Herzlich Willkommen in meiner MOBILEN MALSCHULE – dem Atelier auf Rädern!

Ich habe sie ins Leben gerufen, weil ich aus eigener Erfahrung weiß, wie glücklich und zufrieden das kreative Tun mit Pinsel und Stift macht. Und das hat nichts mit Perfektion und Können zu tun. Nur schon ein paar Minuten am Tag können so wohltuend sein, und zwar in jedem Alter.

So entstand 2019 die Idee, die Kunst zu den Menschen zu bringen – in Altenheime, Bildungseinrichtungen und Kunstworkshops. Und sie zündete sofort. Seniorinnen und dementiell Erkrankte sind Feuer und Flamme, sich mit Farben auszudrücken und Neues zu lernen. Hochbetagte entdecken das Porträtzeichnen für sich oder die abstrakte Malerei. Und viele Workshopteilnehmer/innen freuen sich über unkonventionelle Porträttechniken in meinen Kursen.

Mein Angebot umfasst
Seniorenmalen
Porträtkurse

Urban Sketching
Einzel- und Gruppenunterricht

und Sie finden alle wichtigen Infos hier.


Kontaktieren Sie mich gern und wir unterhalten uns, was ich für Sie oder für die Bewohner/innen bzw. Teilnehmer/innen Ihrer Einrichtung tun kann.
Beispiele meiner Arbeit finden Sie auch unter der Rubrik “Aus meinen Kursen“.


P.S.
Wenn Sie glauben, kein Talent zum Malen zu haben, kann ich Ihnen versichern, ich bin unfähig einen Blinddarm zu operieren – denn ich habe es nie gelernt. Mit Talent hat beides wenig zu tun. Eher schon mit Interesse und Neugier.
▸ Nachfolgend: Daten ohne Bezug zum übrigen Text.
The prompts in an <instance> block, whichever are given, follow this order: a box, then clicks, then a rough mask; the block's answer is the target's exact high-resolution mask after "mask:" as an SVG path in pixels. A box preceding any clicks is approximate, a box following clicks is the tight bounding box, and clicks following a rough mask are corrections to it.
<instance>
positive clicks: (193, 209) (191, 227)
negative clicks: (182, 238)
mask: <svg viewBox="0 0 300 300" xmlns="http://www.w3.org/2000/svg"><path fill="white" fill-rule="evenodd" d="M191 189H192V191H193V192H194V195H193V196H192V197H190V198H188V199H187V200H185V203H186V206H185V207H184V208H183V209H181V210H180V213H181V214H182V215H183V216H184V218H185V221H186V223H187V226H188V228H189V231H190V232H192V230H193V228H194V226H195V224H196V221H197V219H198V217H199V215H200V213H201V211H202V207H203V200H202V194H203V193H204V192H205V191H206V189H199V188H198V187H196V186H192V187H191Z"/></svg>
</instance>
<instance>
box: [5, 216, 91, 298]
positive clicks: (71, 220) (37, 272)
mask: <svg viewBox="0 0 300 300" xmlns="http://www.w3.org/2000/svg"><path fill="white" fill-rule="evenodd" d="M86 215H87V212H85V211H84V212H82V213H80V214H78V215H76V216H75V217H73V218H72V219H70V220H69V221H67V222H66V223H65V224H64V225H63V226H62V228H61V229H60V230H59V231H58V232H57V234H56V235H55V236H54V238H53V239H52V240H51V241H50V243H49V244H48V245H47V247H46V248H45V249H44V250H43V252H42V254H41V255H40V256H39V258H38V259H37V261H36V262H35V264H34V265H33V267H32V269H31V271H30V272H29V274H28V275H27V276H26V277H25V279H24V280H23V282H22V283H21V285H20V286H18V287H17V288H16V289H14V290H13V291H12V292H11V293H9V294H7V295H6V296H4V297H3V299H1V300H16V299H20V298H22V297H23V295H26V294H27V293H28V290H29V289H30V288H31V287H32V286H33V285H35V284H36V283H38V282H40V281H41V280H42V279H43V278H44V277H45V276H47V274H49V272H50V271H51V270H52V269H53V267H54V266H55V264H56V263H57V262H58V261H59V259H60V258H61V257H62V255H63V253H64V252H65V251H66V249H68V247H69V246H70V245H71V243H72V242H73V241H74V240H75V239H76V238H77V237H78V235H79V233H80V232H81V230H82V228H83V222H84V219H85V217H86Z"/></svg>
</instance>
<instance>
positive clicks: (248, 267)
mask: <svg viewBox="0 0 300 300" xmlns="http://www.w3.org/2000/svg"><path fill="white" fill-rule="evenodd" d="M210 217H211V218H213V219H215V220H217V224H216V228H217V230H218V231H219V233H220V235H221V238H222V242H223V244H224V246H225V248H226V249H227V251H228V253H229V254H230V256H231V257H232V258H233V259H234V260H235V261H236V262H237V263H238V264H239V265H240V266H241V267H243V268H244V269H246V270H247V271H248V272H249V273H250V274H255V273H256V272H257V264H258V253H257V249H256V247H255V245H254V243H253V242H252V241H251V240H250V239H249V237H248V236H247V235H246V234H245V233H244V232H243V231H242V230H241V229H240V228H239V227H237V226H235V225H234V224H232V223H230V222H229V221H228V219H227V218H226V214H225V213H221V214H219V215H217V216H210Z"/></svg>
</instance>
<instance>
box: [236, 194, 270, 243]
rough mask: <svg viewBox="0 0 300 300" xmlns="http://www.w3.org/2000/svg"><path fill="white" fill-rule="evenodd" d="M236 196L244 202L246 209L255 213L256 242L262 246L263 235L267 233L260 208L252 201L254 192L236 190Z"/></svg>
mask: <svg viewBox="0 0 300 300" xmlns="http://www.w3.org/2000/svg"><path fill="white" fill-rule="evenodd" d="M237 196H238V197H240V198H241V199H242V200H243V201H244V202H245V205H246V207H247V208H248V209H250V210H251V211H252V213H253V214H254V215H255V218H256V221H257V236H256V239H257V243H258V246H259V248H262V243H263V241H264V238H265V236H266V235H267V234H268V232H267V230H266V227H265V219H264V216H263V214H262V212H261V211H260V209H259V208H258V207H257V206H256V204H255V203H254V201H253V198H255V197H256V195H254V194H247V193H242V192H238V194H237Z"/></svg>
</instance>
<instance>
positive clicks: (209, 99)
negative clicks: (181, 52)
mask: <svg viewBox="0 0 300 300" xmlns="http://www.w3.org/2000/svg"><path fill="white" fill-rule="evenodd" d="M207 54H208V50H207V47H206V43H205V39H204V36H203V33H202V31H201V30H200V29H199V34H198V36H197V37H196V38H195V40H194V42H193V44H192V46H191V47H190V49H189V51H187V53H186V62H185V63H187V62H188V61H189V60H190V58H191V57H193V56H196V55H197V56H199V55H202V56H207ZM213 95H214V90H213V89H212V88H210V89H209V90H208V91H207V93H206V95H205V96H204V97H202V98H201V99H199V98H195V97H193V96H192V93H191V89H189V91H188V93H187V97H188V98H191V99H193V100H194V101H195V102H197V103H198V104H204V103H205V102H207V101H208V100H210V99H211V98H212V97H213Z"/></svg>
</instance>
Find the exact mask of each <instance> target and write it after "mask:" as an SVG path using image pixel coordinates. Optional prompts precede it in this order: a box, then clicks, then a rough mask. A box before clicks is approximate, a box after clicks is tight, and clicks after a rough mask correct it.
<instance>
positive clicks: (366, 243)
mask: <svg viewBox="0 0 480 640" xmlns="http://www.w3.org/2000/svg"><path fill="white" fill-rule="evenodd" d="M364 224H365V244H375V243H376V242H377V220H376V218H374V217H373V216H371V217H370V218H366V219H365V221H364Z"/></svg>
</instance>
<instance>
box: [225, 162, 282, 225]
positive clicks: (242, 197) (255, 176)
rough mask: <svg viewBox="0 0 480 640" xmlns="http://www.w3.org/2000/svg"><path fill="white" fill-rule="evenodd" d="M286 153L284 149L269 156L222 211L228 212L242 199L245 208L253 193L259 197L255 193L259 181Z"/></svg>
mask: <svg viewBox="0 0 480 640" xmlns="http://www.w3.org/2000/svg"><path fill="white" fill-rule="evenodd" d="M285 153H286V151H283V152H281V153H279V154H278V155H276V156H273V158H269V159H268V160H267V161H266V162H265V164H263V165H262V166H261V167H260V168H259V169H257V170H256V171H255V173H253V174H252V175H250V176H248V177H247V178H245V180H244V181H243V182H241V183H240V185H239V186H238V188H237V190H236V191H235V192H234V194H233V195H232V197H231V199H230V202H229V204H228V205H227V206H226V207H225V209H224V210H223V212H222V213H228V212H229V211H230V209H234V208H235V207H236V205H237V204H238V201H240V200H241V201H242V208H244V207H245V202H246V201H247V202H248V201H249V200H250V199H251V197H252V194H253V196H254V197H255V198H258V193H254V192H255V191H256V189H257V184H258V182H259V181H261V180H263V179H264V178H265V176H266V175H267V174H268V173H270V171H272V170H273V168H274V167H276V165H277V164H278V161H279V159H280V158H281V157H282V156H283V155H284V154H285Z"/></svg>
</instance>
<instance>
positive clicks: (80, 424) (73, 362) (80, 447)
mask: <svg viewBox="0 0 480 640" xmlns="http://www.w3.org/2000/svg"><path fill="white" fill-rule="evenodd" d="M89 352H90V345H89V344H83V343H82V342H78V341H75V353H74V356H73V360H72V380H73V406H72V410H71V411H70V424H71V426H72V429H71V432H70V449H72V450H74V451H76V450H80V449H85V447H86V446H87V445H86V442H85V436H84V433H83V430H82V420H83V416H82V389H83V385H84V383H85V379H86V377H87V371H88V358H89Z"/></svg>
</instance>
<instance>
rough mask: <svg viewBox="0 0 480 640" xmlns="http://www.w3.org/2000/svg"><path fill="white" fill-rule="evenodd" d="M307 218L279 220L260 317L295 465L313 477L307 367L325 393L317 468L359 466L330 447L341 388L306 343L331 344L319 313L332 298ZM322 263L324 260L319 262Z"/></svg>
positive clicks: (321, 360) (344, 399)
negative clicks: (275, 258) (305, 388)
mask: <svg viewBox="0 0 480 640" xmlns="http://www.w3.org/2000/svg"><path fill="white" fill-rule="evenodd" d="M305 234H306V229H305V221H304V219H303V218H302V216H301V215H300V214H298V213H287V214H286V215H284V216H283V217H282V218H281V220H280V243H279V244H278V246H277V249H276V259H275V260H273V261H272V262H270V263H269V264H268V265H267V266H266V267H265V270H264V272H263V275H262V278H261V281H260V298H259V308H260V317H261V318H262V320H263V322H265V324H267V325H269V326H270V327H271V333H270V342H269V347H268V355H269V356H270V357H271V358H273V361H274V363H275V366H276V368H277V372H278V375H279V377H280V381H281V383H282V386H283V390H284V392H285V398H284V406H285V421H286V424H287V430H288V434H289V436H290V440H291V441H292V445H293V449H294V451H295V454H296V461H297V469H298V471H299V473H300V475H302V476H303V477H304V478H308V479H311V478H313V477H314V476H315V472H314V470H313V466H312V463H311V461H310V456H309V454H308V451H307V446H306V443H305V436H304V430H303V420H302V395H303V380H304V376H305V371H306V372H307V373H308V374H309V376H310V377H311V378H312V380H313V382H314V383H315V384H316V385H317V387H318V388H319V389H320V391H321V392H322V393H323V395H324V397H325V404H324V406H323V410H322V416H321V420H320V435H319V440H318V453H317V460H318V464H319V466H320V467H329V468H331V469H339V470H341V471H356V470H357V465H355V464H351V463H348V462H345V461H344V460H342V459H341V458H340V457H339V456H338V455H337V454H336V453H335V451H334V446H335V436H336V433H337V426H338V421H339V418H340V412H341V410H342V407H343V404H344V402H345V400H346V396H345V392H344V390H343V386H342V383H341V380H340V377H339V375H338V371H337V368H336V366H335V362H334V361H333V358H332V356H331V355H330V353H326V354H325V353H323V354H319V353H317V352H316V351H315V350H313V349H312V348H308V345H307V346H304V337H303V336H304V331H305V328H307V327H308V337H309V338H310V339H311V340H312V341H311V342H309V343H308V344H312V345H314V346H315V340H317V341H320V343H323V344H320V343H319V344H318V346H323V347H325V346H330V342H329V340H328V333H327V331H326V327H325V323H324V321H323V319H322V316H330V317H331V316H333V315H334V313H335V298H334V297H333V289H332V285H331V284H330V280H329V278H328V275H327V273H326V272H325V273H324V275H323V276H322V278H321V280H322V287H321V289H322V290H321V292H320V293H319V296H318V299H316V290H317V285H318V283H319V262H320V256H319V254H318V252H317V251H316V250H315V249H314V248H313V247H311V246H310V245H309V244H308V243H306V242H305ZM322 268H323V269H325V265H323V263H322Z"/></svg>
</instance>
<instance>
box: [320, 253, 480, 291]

Warum nicht einfach Spaß haben mit Stiften und Farben? Noch nie habe ich gehört “Ich will nicht malen!”. Dafür leider zu oft mit Bedauern „Ich kann das einfach nicht…“. Meistens sagen das Menschen, die noch nie oder irgendwann vor langer Zeit in der Schule gemalt haben. Und denen es dort leider vermiest wurde. Zu mir sagte damals meine Erzieherin: „So malt man keine Vögel!“ Peng. So was sitzt.

In meine Kurse kommen Menschen, die noch nie ein Porträt gemalt haben. Aber sie können einen Stift aufs Papier setzen und Linien zeichnen. Kopf, Augen, Nase, Mund = Porträt! Wer das sein soll? Spielt keine Rolle, es hat Spaß gemacht! Das finde ich toll. Ein paar machen dann weiter und steigen tiefer in das Thema ein. Sie üben, wollen sich verbessern. Das ist auch ein Weg und die Entwicklung bleibt nicht aus, wenn man dranbleibt. Wichtig ist mir aber in jedem Fall, dass es Freude macht. Dafür müssen wir uns mit niemandem vergleichen, denn das erleben wir in uns drin.